BetterThanJsonIdeas
So, what do we want out of a human readable, self describing language?
- Familiar syntax may be helpful, but…
- …not a strict superset of json, it’s just not a priority and may present a false equivalence
- tuple and struct types
- better defined numbers
- decimals – a number with no lossy represention like floats
- datetime’s
- A well defined normalization format
- Comments, even if they’re allowed to be stripped
- Well defined binary fields, even if they’re bloat-y
- Lossless translation to/from a (specific format of) a binary repr, like cbor or msgpack
- Lossless translation to/from a canonical form that can be hashed nicely
- fucking trailing commas
- Strict reference impl and test suite
- Simple and optional schema
- We know unambiguously what each type is w/o context, just by parsing it
Let’s just see where this goes
ron seems to check MOST of these boxes, investigate more for quality and such and maybe contribute to it.
First the HARD question
What to name this?
Someone called it Icefox Markup Language, which isn’t what I want, but IML is a nice abbreviation. Could just call it Immel?

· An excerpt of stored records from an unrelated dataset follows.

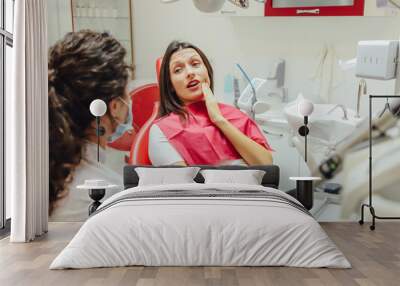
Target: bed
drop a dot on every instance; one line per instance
(201, 224)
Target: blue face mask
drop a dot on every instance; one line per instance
(123, 127)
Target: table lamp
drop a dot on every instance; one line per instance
(98, 108)
(305, 108)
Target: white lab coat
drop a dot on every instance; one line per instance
(74, 207)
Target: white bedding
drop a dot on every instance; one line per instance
(200, 231)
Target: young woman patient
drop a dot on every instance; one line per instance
(193, 128)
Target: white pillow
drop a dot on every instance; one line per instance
(164, 176)
(248, 177)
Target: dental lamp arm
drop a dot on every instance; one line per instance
(251, 152)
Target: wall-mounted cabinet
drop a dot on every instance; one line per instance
(114, 17)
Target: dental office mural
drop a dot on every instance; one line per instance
(189, 119)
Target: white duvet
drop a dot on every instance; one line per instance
(200, 231)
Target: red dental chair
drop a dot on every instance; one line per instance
(145, 109)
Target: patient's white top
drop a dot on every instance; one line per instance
(161, 151)
(74, 207)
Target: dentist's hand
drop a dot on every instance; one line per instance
(212, 105)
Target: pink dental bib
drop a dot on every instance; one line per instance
(199, 141)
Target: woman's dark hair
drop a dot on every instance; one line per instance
(83, 66)
(169, 100)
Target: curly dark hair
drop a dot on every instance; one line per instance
(83, 66)
(169, 100)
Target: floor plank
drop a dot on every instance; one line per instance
(374, 255)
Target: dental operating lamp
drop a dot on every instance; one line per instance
(98, 108)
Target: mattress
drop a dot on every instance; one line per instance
(201, 225)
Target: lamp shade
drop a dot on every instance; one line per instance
(98, 107)
(305, 107)
(208, 6)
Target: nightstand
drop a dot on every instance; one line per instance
(304, 190)
(97, 190)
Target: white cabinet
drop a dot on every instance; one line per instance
(255, 8)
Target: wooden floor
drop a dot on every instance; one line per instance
(375, 257)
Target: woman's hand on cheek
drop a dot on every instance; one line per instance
(212, 105)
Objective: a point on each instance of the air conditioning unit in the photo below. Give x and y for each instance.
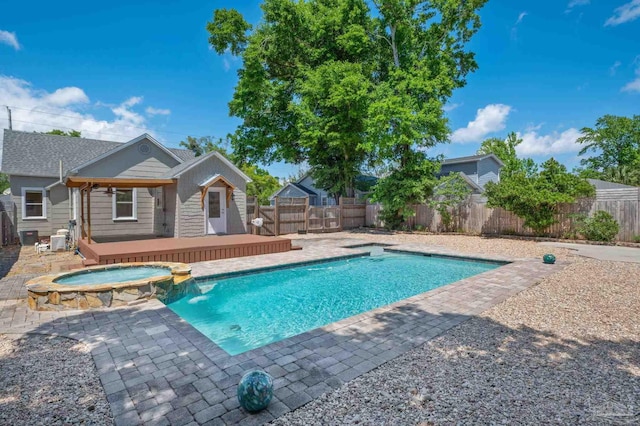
(58, 243)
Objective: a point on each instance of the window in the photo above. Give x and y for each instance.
(124, 204)
(34, 203)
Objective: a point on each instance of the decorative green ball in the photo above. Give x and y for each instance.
(255, 391)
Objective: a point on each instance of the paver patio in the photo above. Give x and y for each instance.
(157, 369)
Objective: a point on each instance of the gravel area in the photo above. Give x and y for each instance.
(461, 243)
(48, 380)
(566, 351)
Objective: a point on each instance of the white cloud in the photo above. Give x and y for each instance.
(67, 96)
(489, 119)
(614, 68)
(554, 143)
(38, 110)
(157, 111)
(10, 39)
(576, 3)
(625, 13)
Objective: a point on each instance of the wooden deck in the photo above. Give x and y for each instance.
(186, 250)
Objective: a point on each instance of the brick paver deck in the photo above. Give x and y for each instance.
(156, 368)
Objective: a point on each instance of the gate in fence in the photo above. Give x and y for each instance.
(324, 219)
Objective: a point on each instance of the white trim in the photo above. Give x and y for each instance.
(223, 204)
(211, 179)
(123, 146)
(221, 158)
(24, 203)
(134, 202)
(53, 185)
(75, 192)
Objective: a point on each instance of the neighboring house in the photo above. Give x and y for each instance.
(477, 170)
(163, 191)
(305, 187)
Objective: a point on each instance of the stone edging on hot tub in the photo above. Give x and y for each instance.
(44, 294)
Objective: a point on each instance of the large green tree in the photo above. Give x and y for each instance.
(262, 184)
(536, 198)
(338, 84)
(421, 59)
(505, 150)
(614, 143)
(304, 86)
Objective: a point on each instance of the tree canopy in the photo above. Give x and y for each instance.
(262, 184)
(342, 84)
(536, 198)
(505, 150)
(614, 143)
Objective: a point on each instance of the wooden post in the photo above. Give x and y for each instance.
(82, 233)
(276, 218)
(89, 215)
(256, 214)
(306, 214)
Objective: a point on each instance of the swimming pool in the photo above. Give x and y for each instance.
(113, 275)
(249, 311)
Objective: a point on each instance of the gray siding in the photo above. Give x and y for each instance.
(45, 227)
(309, 183)
(488, 171)
(190, 217)
(470, 169)
(102, 223)
(130, 162)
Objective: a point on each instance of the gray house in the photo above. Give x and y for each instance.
(121, 191)
(303, 188)
(477, 170)
(306, 187)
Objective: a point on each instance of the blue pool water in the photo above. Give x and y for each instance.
(245, 312)
(115, 275)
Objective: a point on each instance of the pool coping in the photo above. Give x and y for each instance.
(156, 367)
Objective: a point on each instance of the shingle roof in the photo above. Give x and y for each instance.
(303, 188)
(603, 184)
(470, 159)
(38, 154)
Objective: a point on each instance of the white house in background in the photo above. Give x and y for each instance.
(477, 170)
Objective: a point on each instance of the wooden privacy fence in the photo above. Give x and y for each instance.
(477, 218)
(292, 215)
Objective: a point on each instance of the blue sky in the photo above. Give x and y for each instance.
(114, 70)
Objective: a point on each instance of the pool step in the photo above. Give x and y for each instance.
(89, 262)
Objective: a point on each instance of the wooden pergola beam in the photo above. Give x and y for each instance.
(86, 184)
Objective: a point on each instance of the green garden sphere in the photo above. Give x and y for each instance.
(255, 391)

I don’t hate that.
Value
May be atom or compound value
Atoms
Integer
64-bit signed integer value.
No hex or anything like that just yet.
123
Float
64-bit floating point value.
Must include a decimal point, may include a trailing zero.
123.5
, 123.0
, 123.
Decimal
A signed number with a fractional part which is encoded losslessly. Intended for things like money.
For now we just suffix them with a d
. 123.64d
How? Not sure yet. Bounds? Not sure yet, but must be specified. Can we make it fit reasonably into a 32-bit float? 64-bit float? Two 32-bit integers?

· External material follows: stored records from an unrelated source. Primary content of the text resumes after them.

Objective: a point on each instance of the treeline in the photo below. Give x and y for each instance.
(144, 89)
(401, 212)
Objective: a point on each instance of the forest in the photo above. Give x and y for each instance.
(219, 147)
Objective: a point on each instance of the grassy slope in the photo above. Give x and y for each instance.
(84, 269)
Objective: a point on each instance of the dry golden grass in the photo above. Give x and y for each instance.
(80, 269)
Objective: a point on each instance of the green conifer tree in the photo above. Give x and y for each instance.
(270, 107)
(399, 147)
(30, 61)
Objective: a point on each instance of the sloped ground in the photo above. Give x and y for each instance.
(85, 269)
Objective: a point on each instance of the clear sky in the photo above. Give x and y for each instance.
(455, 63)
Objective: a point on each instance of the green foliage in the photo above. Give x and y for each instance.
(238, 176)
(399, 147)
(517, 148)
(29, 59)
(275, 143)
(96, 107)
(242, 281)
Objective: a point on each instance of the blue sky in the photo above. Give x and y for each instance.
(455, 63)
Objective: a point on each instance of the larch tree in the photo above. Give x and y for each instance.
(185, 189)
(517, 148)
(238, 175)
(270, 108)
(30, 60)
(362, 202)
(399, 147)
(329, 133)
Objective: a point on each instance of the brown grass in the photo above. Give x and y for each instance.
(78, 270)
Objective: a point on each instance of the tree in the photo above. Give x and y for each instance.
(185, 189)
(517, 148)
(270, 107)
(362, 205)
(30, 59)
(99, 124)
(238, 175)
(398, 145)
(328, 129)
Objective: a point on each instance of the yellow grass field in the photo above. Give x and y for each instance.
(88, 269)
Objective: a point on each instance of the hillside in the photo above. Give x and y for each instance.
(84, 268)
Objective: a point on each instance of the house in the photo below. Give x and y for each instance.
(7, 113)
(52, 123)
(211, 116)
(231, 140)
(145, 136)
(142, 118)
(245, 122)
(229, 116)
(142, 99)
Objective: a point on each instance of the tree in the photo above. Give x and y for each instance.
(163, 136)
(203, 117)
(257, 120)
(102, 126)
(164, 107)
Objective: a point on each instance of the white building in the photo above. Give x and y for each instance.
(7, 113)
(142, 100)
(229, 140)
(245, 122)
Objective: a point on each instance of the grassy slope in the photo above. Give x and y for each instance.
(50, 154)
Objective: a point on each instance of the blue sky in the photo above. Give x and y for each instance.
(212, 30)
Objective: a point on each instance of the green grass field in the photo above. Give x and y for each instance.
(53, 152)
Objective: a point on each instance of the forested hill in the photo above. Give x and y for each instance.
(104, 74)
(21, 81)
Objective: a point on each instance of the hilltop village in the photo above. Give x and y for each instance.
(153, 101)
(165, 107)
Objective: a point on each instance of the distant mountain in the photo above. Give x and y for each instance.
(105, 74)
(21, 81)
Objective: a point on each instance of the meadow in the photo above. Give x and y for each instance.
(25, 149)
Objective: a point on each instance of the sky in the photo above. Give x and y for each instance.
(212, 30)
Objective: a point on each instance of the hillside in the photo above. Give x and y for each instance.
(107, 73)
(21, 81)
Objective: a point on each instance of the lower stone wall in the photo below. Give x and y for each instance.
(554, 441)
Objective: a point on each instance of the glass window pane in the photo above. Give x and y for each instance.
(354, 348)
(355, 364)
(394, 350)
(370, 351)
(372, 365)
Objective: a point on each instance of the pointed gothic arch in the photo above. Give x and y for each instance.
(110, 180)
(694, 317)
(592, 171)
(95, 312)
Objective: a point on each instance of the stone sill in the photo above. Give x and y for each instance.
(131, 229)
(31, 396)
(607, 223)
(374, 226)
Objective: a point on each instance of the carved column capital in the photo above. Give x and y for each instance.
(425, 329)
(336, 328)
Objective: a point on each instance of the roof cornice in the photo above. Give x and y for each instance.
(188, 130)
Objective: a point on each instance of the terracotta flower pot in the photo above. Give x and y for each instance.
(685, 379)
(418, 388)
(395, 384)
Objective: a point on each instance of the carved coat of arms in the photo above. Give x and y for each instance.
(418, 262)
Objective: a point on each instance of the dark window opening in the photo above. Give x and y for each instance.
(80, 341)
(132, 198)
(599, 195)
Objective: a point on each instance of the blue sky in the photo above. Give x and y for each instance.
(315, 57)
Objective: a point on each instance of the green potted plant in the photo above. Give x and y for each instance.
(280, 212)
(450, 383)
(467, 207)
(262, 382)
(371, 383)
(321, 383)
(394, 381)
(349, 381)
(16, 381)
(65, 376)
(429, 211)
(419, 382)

For now, let’s just say it must be large enough to contain a whole part >= a 32-bit signed integer and a decimal part with at least 9 decimal digits of precision (must be able to losslessly represent billion’ths).
String
"foo"
.
UTF-8 encoded, may contain any unicode character. Must contain valid UTF-8. If it may not, it’s not a string, it’s a binary string.
Binary string
A string starting with b"
and ending with b
containing base64 encoded text.
Compound types
Array
Ordered sequences of items, all of which have the same type. Sequence may be any length.
[1, 2, 3]
Tuple
Ordered sequences of items, which may have different types. Sequence may be any length.
(1, "two", 3.0)
Dict
Unordered set of (key, value) pairs. Keys are literal tokens, not any kind of value. Keys must start with a lowercase letter and may contain a-zA-Z0-9_
.
~~May contain duplicate keys, against my better judgement. If it does, the last value for a key is the one you use.

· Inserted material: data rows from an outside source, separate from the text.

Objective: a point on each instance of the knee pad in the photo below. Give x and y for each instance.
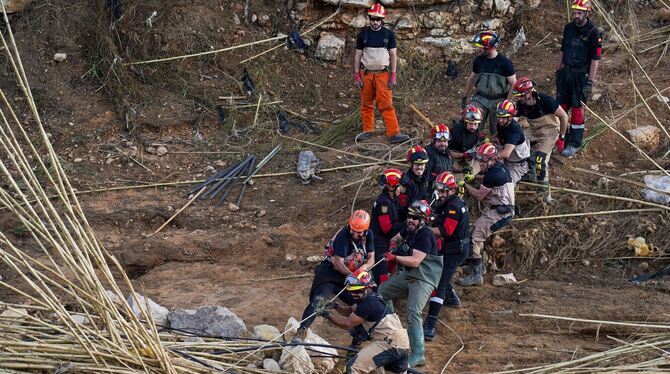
(540, 165)
(577, 116)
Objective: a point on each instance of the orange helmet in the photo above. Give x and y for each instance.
(583, 5)
(363, 281)
(440, 131)
(522, 86)
(472, 114)
(420, 208)
(359, 220)
(445, 181)
(417, 155)
(486, 39)
(377, 11)
(487, 152)
(506, 108)
(390, 177)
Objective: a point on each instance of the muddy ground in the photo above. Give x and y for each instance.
(102, 118)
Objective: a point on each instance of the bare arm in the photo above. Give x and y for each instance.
(338, 264)
(393, 55)
(563, 117)
(478, 193)
(469, 85)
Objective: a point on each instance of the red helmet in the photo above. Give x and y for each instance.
(583, 5)
(472, 114)
(506, 108)
(445, 181)
(390, 177)
(487, 152)
(417, 155)
(522, 86)
(486, 39)
(440, 131)
(377, 11)
(420, 208)
(359, 220)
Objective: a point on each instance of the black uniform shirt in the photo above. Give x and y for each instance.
(511, 134)
(544, 105)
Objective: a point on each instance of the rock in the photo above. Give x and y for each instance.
(296, 360)
(503, 279)
(158, 313)
(271, 365)
(60, 57)
(351, 3)
(497, 242)
(330, 47)
(266, 332)
(645, 137)
(209, 320)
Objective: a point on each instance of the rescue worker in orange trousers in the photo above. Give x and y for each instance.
(388, 347)
(492, 77)
(414, 249)
(581, 49)
(351, 250)
(547, 124)
(496, 192)
(451, 229)
(375, 63)
(516, 147)
(386, 221)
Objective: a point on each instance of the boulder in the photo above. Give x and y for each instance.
(330, 47)
(645, 137)
(296, 360)
(503, 279)
(158, 313)
(209, 320)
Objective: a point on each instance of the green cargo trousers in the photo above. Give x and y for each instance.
(416, 291)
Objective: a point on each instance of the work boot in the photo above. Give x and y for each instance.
(429, 330)
(474, 279)
(452, 300)
(399, 138)
(570, 151)
(364, 136)
(417, 345)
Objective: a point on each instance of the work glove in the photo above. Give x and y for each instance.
(560, 144)
(393, 81)
(358, 81)
(588, 90)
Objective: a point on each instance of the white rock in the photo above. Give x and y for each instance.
(503, 279)
(271, 365)
(330, 47)
(158, 313)
(646, 137)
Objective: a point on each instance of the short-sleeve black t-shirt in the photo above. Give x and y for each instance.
(422, 240)
(500, 65)
(371, 309)
(343, 245)
(375, 39)
(511, 134)
(544, 105)
(462, 139)
(496, 176)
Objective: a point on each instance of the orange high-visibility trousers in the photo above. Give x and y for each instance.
(375, 88)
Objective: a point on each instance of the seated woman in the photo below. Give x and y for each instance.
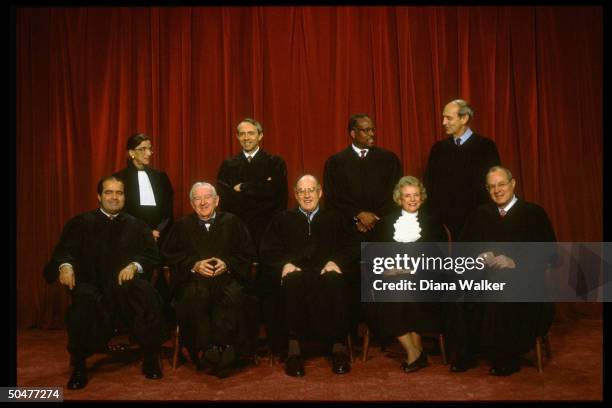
(406, 320)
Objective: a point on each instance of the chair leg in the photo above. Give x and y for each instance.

{foo: 1, bar: "two", baz: 3.0}
…which is equivalent to…
{baz: 91.3, bar: "two", foo: 1, baz: 3.0,}
~~
May not contain duplicate keys.
Enum
A string-like identifier, optionally with a single (non-enum?) compound type attached to it. Serves the purpose of enums and of sum types.
The identifier is bare string and the compound type follows it. The identifier must start with a capital letter. Can only contain the characters a-zA-Z0-9_
for now, for the sake of simplicity. The goal is to be able to have labels and such that are easy to intern, unlike full strings.
The contents may be nothing, or may be an array, tuple or dict.
For the purposes of arrays, where “all items have the same type”, all enums are equivalent to each other.
JustAnId
.
Foo(1, "two", 3.0)
Bar[1,2,3,4,5]
Baz{foo: 1, bar: "two"}
You COULD make this just be a tuple of ("Foo", (1, "two", 3.0))
or such and it would be semantically equivalent… but the goal is to make this easier for humans.
Other
Comments
//
for line comments, /* */
for block comments. Block comments may be nested.
Derived types
Datetime
Heck. Well, it’s basically a tuple or enum.
Year, month, day
Year, month, day, hour, minute, second, timezone. Microsecond? Nanosecond?
Might be nicer if we had a string representation though?
Duration
64-bit seconds value, 32-bits nanoseconds value
Canonical form
- Keys in dicts are all sorted in ASCII alphabetical order
- No comments
- A specific indentation and comma layout
Canonical indentation style
There must be one, and a pretty-printer program to turn arbitrary programs into it. Should it be geared for human readability or machine readability (minified)? Human readability, if size matters you can turn it into CBOR.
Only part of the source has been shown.